The overall architecture is that there is a derived type for each sort of vector. VectorType is the base class, and the two derived vector types are FixedVectorType and ScalableVectorType. I suppose I could have named them something like BaseVectorType, VectorType(actually fixed width vector type), and ScalableVectorType, but I feel that this is a worse solution because it's not obvious by the name what a "VectorType" is. Additionally, naming the types this would have broken all code that previously worked for scalable vectors. It's not obvious to me which naming scheme would have resulted in less changes (changes to rename fixed vectors to FixedVectorType vs changes needed to rename all generic code to BaseVectorType and to fix code for scalable vectors), but I think the consistency in the naming scheme justifies the path I chose.
For your specific proposal, I think it would be very strange if a function with the signature static FixedVectorType *get(Type *, unsigned) were a member of the base VectorType.
If you'd like to know more about the motivation for this work, here is a link to the RFC: http://lists.llvm.org/pipermail/llvm-dev/2020-March/139811.html
Yeah, I understand what you're trying to do.

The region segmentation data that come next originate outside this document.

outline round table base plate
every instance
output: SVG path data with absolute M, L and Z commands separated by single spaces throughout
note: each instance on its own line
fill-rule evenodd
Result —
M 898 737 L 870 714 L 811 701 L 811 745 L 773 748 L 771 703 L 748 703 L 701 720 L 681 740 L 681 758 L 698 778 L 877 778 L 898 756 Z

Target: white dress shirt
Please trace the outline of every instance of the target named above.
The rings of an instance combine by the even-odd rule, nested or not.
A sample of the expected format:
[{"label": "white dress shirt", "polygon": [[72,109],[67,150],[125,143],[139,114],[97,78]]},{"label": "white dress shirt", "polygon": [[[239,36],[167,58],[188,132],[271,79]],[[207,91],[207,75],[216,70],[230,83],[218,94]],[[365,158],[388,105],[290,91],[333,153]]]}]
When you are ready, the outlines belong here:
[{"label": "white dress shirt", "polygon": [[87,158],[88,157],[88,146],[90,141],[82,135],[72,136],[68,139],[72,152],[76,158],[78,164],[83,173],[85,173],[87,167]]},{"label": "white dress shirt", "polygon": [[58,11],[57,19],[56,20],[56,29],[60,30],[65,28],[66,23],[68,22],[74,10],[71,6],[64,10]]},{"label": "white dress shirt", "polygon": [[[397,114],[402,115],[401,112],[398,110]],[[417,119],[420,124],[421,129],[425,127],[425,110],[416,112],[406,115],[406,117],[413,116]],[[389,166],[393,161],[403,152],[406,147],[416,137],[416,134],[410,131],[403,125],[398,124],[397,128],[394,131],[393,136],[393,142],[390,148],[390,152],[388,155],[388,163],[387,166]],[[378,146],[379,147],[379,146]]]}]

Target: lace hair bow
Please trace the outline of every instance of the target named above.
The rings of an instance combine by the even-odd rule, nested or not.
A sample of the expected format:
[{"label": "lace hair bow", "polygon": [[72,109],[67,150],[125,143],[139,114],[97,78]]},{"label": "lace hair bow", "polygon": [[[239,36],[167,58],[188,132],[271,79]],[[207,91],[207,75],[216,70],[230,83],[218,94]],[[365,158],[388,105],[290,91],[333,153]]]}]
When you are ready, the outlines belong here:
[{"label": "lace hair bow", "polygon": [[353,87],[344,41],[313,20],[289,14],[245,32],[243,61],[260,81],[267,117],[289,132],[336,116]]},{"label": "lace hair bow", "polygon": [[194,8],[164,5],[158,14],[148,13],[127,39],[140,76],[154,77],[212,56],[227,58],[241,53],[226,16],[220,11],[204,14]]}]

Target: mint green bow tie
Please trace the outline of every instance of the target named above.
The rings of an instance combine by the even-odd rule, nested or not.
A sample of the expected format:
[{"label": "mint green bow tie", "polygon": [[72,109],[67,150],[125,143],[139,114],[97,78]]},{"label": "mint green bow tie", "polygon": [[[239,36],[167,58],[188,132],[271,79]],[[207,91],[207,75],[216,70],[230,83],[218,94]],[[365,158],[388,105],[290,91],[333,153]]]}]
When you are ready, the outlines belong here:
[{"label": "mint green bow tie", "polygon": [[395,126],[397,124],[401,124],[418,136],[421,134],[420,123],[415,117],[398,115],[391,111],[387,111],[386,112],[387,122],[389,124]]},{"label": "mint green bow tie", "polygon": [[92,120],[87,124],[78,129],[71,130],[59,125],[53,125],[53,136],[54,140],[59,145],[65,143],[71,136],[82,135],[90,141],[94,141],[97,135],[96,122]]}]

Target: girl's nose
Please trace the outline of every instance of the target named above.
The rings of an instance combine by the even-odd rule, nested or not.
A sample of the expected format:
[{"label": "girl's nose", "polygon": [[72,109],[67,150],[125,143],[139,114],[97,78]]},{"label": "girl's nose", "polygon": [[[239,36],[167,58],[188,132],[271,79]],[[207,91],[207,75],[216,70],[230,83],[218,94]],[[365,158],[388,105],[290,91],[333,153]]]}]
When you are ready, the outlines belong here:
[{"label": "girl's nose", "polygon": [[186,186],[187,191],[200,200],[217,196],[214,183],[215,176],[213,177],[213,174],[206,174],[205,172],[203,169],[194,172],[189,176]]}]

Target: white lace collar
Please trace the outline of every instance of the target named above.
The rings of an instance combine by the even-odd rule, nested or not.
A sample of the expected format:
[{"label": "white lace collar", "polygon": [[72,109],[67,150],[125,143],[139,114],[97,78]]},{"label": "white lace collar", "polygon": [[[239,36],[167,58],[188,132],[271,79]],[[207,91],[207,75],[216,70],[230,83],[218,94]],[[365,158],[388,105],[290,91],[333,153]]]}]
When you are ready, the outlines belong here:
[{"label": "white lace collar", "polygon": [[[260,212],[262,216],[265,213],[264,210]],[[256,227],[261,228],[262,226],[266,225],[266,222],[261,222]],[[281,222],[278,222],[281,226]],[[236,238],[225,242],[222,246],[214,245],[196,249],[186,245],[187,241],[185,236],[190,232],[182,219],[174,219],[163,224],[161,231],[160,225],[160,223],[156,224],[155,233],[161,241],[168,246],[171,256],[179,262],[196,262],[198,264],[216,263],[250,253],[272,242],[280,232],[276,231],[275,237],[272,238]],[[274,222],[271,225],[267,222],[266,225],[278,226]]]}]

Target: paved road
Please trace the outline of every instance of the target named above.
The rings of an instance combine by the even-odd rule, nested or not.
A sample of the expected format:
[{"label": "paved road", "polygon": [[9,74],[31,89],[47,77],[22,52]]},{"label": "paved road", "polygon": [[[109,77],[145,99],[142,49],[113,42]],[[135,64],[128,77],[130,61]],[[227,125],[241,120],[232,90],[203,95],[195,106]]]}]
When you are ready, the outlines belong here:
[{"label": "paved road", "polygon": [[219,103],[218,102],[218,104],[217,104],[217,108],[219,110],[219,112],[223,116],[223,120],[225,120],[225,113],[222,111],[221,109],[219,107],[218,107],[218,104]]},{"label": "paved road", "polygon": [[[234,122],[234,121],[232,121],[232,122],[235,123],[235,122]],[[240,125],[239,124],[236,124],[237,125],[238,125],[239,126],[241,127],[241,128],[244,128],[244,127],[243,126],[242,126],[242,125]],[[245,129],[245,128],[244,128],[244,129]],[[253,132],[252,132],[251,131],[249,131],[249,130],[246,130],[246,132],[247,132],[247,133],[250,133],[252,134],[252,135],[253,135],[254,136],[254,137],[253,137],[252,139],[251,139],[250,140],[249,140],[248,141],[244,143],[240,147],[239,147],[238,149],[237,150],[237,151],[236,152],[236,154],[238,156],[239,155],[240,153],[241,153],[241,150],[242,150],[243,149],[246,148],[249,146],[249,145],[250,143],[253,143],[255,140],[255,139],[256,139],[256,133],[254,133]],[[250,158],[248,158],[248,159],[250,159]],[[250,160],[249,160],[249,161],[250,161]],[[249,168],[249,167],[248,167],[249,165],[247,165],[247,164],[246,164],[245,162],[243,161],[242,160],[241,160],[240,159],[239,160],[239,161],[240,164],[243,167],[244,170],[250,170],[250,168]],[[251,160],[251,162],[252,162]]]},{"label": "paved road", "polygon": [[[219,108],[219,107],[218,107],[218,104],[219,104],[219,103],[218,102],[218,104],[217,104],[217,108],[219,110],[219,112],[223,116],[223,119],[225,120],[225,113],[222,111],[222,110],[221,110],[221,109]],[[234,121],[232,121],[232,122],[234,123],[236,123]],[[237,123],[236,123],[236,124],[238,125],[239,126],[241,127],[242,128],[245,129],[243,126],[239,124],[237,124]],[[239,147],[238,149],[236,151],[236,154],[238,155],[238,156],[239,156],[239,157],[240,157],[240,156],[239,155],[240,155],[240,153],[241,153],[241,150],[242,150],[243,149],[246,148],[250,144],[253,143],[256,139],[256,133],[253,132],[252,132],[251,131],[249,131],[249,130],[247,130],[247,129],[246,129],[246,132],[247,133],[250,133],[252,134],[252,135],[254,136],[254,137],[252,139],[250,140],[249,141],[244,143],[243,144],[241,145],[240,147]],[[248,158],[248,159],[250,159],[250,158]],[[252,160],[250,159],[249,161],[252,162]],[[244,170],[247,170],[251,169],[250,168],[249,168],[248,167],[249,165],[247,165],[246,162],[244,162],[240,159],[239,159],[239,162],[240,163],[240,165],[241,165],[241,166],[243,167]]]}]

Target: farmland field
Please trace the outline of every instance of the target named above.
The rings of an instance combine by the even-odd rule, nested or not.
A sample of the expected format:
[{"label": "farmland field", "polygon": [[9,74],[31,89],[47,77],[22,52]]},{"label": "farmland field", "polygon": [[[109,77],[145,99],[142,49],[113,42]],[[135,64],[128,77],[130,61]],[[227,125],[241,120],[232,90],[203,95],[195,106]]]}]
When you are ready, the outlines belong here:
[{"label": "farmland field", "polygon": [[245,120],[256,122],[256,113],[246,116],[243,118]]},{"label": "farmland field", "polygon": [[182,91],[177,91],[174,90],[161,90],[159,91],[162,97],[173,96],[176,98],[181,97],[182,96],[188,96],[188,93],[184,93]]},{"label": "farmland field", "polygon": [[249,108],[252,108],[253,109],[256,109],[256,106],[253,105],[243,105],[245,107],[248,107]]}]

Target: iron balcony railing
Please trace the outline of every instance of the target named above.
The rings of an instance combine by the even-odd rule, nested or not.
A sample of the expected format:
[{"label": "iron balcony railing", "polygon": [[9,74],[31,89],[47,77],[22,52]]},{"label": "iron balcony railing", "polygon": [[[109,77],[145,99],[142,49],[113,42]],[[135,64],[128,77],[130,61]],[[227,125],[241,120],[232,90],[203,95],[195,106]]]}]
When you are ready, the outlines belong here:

If I had to guess, I'd say the vast majority of existing frontend, optimizer, and backend code does *not* work with scalable vectors as a free generalization. The code that *does* work with them needs to at least be audited, and the clearest way of marking that you've done that audit would be to change the types. So this is breaking a ton of code, including a lot that's not in-tree and which you are therefore not on the hook to update (and it's particularly likely that there's a lot of vector code out-of-tree), as well as setting up the "audit polarity" exactly backwards from what it should be — all just so that you can use the name VectorType for the common base type, which is really not much of a win vs. VectorBaseType or AnyVectorType or AbstractVectorType or some similar.
The fact is that people come up with ways to generalize the representation all the time, and it's great for LLVM to take those. Sometimes generalizations are necessarily disruptive because they're really pointing out a common conflation that's dangerous in some way, but in this case it's purely "additive" and there's really no good reason that any of the existing code that's happily assuming fixed-width vectors should have to change.
I've responded to the llvmdev thread, which I missed before. I would like us to hold off on this line or work until we come to a resolution there.